I didn't say anything.
"I'm HIV-positive," he said. "I've known for several years. I lied to Amanda. I told her I'd been tested and I was negative, so I had nothing to worry about." His eyes sought mine. "That seemed like an ethical lie, don't you think? Since I wasn't about to have sex with her, why burden her with the truth?" He took out the cigarette but didn't light it. "Besides," he said, "there was a chance I might not get sick. Having the antibody may not necessarily mean having the virus. Well, scratch that. The first telltale purple blotch appeared this past August. KS. That's Kaposi's sarcoma."
"I know."
"It's not the short-term death sentence it was a year or two ago. I could live a long time. I could live ten years, even more." He lit the cigarette. "But," he said, "somehow I have a feeling that's not going to happen."

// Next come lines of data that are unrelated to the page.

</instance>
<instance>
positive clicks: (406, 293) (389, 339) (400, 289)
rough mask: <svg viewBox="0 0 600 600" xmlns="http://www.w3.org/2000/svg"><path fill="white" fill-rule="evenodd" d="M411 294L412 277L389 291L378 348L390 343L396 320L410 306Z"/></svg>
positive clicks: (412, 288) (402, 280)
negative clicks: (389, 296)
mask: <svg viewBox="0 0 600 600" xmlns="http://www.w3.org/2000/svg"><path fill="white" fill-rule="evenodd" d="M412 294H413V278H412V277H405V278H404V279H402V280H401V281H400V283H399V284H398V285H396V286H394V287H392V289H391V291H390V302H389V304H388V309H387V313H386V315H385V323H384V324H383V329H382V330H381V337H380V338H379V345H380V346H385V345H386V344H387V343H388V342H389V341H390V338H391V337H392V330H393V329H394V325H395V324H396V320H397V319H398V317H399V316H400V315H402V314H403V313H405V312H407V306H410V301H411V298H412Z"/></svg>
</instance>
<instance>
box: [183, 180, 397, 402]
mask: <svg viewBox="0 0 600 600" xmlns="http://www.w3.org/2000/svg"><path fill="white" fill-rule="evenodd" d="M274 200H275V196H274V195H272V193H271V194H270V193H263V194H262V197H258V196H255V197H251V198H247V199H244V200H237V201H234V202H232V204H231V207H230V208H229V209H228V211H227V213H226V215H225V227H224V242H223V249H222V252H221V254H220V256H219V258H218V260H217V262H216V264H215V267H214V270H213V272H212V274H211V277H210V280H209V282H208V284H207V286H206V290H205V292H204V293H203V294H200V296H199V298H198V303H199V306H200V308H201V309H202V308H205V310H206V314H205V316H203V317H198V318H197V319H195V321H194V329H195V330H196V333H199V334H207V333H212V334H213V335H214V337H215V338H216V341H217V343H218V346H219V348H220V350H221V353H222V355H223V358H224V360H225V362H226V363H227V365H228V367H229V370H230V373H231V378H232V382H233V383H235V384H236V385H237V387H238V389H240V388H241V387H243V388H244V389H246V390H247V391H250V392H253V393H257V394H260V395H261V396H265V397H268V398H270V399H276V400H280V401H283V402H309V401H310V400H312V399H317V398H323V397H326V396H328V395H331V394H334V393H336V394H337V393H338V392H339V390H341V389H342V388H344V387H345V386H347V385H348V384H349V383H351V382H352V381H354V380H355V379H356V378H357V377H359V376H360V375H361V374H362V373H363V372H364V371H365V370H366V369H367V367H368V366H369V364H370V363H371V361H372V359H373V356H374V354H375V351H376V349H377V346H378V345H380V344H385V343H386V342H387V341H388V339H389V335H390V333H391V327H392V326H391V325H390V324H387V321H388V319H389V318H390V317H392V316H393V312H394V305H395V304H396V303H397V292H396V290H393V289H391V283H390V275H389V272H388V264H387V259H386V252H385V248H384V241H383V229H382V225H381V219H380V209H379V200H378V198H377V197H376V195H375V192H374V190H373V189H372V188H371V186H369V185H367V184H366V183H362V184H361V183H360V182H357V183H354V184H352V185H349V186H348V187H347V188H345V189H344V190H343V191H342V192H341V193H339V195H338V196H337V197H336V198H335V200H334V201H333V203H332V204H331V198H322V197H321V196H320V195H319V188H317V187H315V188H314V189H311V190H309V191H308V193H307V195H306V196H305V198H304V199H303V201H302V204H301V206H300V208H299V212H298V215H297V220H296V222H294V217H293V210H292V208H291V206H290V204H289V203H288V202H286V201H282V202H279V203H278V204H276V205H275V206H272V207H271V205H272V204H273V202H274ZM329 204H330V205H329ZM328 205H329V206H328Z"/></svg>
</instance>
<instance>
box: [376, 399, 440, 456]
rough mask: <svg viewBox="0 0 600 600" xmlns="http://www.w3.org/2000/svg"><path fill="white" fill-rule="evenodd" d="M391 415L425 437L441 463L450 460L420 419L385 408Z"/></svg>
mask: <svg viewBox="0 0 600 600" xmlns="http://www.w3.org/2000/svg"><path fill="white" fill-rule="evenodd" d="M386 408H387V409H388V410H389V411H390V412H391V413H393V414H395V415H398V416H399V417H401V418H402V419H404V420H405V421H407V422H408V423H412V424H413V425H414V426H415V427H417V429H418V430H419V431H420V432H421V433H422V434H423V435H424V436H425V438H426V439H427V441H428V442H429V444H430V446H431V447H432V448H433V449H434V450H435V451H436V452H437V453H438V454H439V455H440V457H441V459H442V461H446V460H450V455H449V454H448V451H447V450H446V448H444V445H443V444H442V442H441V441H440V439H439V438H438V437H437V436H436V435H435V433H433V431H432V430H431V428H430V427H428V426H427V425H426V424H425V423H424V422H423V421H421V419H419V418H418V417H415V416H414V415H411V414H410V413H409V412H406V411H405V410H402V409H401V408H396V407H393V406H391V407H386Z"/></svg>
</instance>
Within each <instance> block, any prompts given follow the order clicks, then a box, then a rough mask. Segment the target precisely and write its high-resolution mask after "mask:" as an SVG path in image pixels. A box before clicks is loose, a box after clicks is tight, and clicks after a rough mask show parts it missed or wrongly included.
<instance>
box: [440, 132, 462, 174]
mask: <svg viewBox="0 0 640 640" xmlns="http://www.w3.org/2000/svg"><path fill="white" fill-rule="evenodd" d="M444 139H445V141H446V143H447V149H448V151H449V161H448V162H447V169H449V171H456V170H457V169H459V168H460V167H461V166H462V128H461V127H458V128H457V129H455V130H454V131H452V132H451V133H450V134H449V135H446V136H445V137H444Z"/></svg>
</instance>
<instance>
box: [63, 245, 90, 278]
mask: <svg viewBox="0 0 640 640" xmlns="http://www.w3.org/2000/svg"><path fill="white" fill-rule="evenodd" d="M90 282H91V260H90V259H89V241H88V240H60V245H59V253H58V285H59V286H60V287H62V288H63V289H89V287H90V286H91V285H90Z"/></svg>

He stood up, got his topcoat from the rack. I reached for mine and followed him out to the street. A cab came along right away and he hailed it. He opened the rear door, then turned to me once more.
"I hadn't got around to telling Amanda," he said. "I thought I'd tell her at Thanksgiving, but of course by then it was too late. So she didn't know, and of course he wouldn't have known, so he couldn't have realized the financial advantage in delaying her murder." He threw his cigarette away. "It's ironic," he said, "isn't it? If I'd told her I was dying, she might be alive today."
Chapter 3
I got up the next morning and put Warriner's check in the bank and drew some walking-around money while I was at it. We'd had a little snow over the weekend but most of it was gone now, with just a little gray residue left at the curbs. It was cold out, but there wasn't much wind and it wasn't a bad day for the middle of winter.
I walked over to Midtown North on West Fifty-fourth, hoping to catch Joe Durkin, but he wasn't there. I left word for him to call me and walked on down to the main library at Forty-second and Fifth. I spent a couple of hours reading everything I could find about the murder of Amanda Warriner Thurman. While I was at it I looked for her and her husband in the New York Times Index over the past ten years. I read their wedding announcement, which had appeared four years ago September. She would already have come into her inheritance by then.
I had already learned when they were married from Warriner, but it never hurts to confirm things a client tells you. The announcement furnished me with other information Warriner hadn't given me- the names of Thurman's parents and others in the wedding party, the schools he'd attended, the jobs he'd held before he went with Five Borough Cable.
Nothing I turned up told me that he had or hadn't murdered his wife, but I hadn't figured to solve the case with two hours of library research.
I called Midtown North from a pay phone on the corner. Joe hadn't come back. I had a Sabrett hot dog and a knish for lunch and walked over to the Swedish church on Forty-eighth, where there's a twelve-thirty meeting on weekdays. The speaker was a commuter who lived with his family on Long Island and worked for one of the Big Six accounting firms. He'd been sober ten months and couldn't get over how wonderful it was.
"I got your message," Durkin said. "I tried you at your hotel but they said you were out."
"I was on my way there now," I said. "I thought I'd take a chance, see if I'd catch you in."
"Well, today's your lucky day, Matt. Have a seat."
"A fellow came to see me yesterday," I said. "Lyman Warriner."
"The brother. I figured he'd call you. You gonna do something for him?"
"If I can," I said. I had palmed a hundred-dollar bill and I tucked it between his fingers. "I appreciate the referral."